Industry NewsStage Adaptation of Nowhere Boy, About a Teenage John Lennon, in the WorksThe production will utilize rock hits of the ’50s rather than Beatles tunes.
By
Andrew Gans
April 22, 2019
The 2009 film Nowhere Boy, which chronicled the teenage years of the late John Lennon, will be developed for a stage production.
The stage rights for the film have been acquired by producers Brian and Dayna Lee of AF Creative Media (Angels in America, Moulin Rouge!) and Robyn Goodman and Josh Fiedler of Aged in Wood (Avenue Q, In the Heights).

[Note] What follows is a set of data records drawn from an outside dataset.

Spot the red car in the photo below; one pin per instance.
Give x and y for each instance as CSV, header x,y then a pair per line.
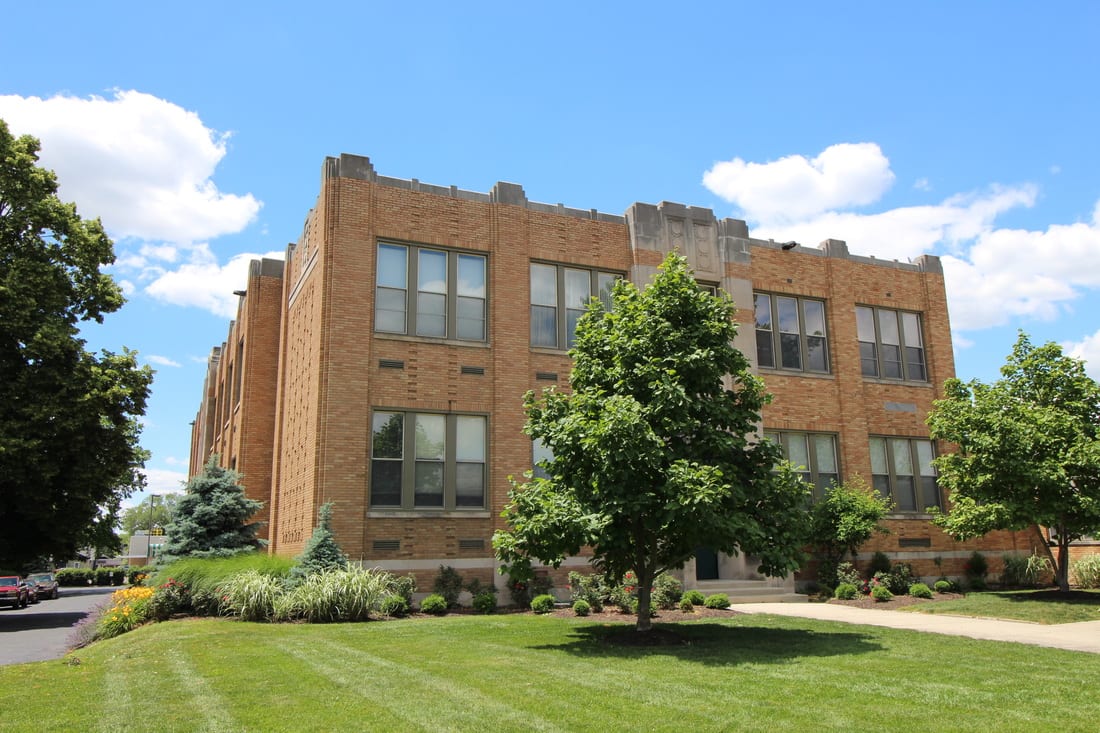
x,y
13,592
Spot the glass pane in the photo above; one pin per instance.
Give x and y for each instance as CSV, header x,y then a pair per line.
x,y
387,435
472,275
389,310
879,456
578,288
762,304
392,265
431,272
385,483
430,437
430,315
428,490
543,285
788,315
543,326
825,452
790,346
470,484
865,324
888,327
471,320
816,354
796,451
470,444
903,460
815,317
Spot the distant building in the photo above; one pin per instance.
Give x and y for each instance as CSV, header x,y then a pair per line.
x,y
383,368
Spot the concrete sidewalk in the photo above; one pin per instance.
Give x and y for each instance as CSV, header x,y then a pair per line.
x,y
1084,636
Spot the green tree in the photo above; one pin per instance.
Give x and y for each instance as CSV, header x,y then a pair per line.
x,y
321,553
653,449
211,518
68,418
1029,452
846,517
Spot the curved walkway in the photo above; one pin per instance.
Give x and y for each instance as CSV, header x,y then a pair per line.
x,y
1082,636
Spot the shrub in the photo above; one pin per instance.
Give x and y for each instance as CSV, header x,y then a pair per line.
x,y
448,583
542,603
435,604
395,605
484,602
717,601
920,590
1086,571
846,591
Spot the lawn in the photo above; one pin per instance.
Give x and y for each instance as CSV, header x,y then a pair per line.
x,y
1044,606
525,673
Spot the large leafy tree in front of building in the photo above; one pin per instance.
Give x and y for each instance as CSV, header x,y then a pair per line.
x,y
653,448
1029,449
212,517
68,417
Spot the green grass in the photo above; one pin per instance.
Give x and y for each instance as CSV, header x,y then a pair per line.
x,y
1021,605
524,673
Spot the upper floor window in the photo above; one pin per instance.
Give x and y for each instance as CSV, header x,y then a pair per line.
x,y
560,296
901,468
813,456
429,292
890,343
790,332
425,460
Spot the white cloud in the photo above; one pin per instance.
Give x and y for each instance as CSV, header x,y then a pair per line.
x,y
142,164
204,283
794,187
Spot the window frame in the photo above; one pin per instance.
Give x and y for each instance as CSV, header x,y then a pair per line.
x,y
411,459
813,473
774,335
905,365
889,485
562,313
415,316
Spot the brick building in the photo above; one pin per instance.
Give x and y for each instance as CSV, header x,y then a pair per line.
x,y
383,368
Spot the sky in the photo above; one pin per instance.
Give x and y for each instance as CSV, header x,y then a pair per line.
x,y
197,131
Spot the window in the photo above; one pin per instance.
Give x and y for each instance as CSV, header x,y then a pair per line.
x,y
901,468
790,332
890,343
427,460
813,456
559,297
432,293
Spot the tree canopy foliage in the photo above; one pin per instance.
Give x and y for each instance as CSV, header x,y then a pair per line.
x,y
653,453
211,518
1029,449
68,418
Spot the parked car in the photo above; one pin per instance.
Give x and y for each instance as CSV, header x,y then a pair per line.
x,y
46,583
12,592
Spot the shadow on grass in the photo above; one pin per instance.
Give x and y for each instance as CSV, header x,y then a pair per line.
x,y
713,643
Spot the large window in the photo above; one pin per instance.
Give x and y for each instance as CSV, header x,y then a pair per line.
x,y
813,456
890,343
790,332
428,292
559,297
428,460
901,468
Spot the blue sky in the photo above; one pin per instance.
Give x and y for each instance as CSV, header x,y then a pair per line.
x,y
197,132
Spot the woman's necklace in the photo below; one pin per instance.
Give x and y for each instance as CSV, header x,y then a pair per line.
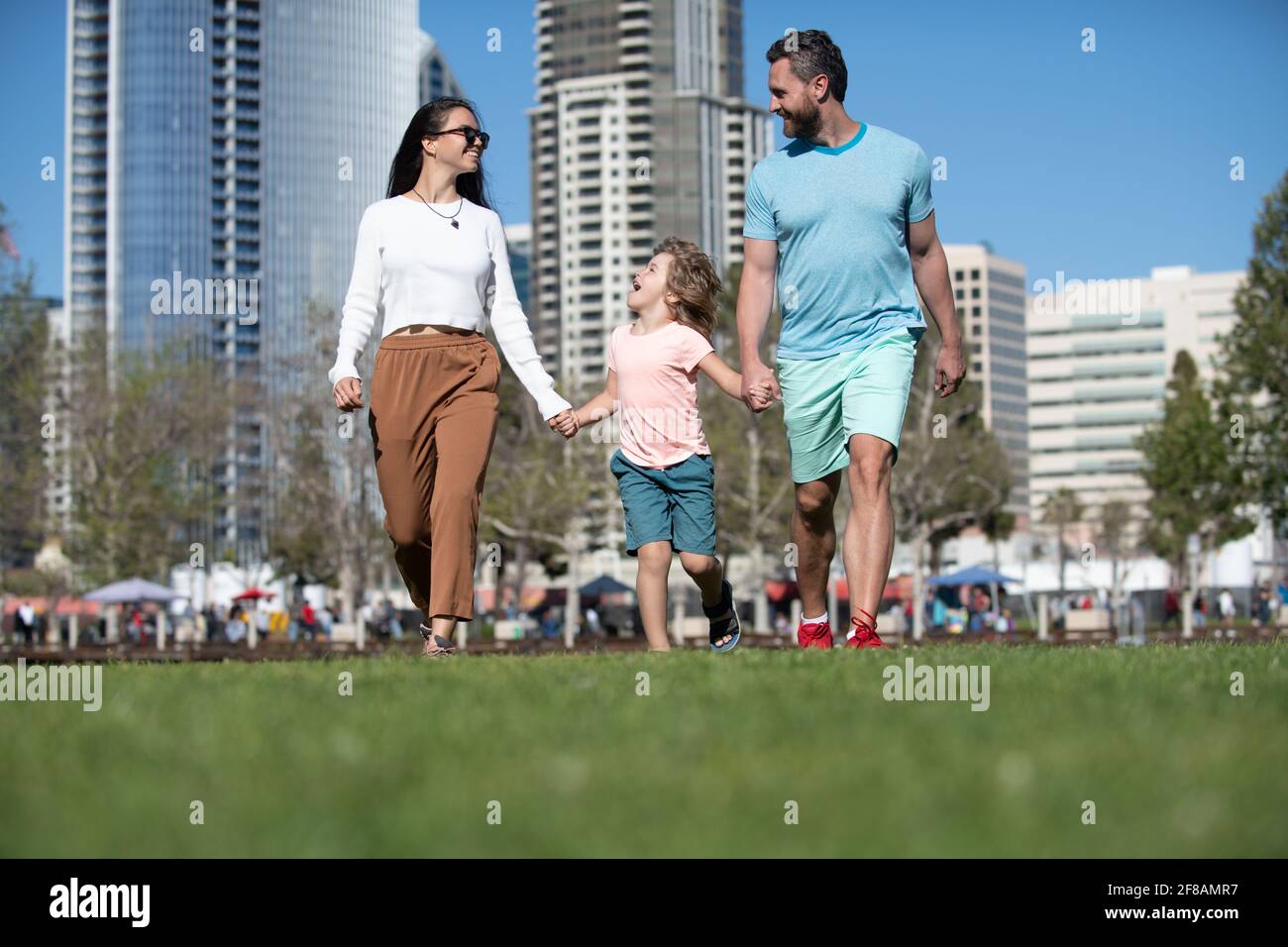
x,y
450,219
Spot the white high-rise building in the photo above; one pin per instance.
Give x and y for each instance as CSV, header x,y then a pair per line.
x,y
1100,355
639,133
990,296
245,154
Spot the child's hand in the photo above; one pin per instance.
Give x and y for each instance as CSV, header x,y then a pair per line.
x,y
566,423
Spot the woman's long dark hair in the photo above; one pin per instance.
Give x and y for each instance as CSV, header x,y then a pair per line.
x,y
404,170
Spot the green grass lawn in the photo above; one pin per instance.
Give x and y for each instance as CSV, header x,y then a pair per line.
x,y
704,764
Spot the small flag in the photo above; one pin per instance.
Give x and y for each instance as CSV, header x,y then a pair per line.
x,y
8,245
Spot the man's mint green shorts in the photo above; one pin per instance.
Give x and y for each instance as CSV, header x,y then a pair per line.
x,y
827,401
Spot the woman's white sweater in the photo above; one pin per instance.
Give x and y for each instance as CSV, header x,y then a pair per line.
x,y
413,266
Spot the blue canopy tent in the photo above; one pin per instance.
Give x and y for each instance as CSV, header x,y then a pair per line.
x,y
977,575
132,590
971,575
604,585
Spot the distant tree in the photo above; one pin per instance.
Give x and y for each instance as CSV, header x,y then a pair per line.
x,y
1061,510
952,472
1252,381
1193,471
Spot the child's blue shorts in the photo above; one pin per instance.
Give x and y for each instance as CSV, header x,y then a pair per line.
x,y
674,502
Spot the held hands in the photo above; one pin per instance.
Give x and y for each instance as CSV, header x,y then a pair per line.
x,y
566,423
348,393
759,386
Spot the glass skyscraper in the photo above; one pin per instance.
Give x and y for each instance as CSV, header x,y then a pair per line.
x,y
220,141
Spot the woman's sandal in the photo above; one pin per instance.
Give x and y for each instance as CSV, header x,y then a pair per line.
x,y
724,620
436,646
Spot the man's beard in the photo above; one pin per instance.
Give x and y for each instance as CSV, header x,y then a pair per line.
x,y
805,125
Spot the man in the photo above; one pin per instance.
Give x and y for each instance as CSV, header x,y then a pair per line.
x,y
842,217
25,624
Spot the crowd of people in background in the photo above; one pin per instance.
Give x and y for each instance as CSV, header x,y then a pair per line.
x,y
947,609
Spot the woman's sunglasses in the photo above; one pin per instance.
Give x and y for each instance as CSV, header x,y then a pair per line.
x,y
472,134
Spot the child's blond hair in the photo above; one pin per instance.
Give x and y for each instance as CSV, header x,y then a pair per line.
x,y
692,277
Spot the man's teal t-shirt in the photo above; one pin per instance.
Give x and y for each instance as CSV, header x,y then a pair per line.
x,y
840,217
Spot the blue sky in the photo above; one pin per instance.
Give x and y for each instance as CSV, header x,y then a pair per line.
x,y
1099,163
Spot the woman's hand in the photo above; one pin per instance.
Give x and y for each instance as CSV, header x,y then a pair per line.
x,y
348,393
566,423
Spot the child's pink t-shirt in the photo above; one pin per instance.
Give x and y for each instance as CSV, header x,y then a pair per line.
x,y
657,392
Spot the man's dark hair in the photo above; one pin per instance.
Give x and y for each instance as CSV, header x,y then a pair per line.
x,y
814,54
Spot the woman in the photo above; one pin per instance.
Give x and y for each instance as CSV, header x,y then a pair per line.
x,y
432,257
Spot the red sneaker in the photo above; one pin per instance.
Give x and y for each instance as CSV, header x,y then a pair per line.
x,y
864,633
814,634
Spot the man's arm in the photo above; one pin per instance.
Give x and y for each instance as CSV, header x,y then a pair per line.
x,y
930,273
755,300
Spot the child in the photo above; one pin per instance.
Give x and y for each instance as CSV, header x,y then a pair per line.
x,y
664,468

The musical play, like the film, will spotlight the creation of Lennon’s first band, The Quarrymen, as well as the two women who were pivotal in the future Beatle’s teenage life: his mother Julia Lennon, who reconnected with her son shortly before her early death, and his mother's older sister, Mimi Smith. Producers plan to expand upon those two relationships for the stage.
Rather than utilize songs from The Beatles catalog, the stage production (like the movie) will feature rock hits from the late 1950s that inspired Lennon. In addition to Lennon's song “Mother” and “In Spite of All the Danger,” from his time with The Quarrymen, the film boasted a soundtrack that included Screamin' Jay Hawkins and Buddy Holly.
The film, which was directed by Sam Taylor-Johnson from a screenplay by Matt Greenhalgh, featured Aaron Taylor-Johnson as Lennon, Kristen Scott Thomas as Mimi Smith, and Anne-Marie Duff as Julia.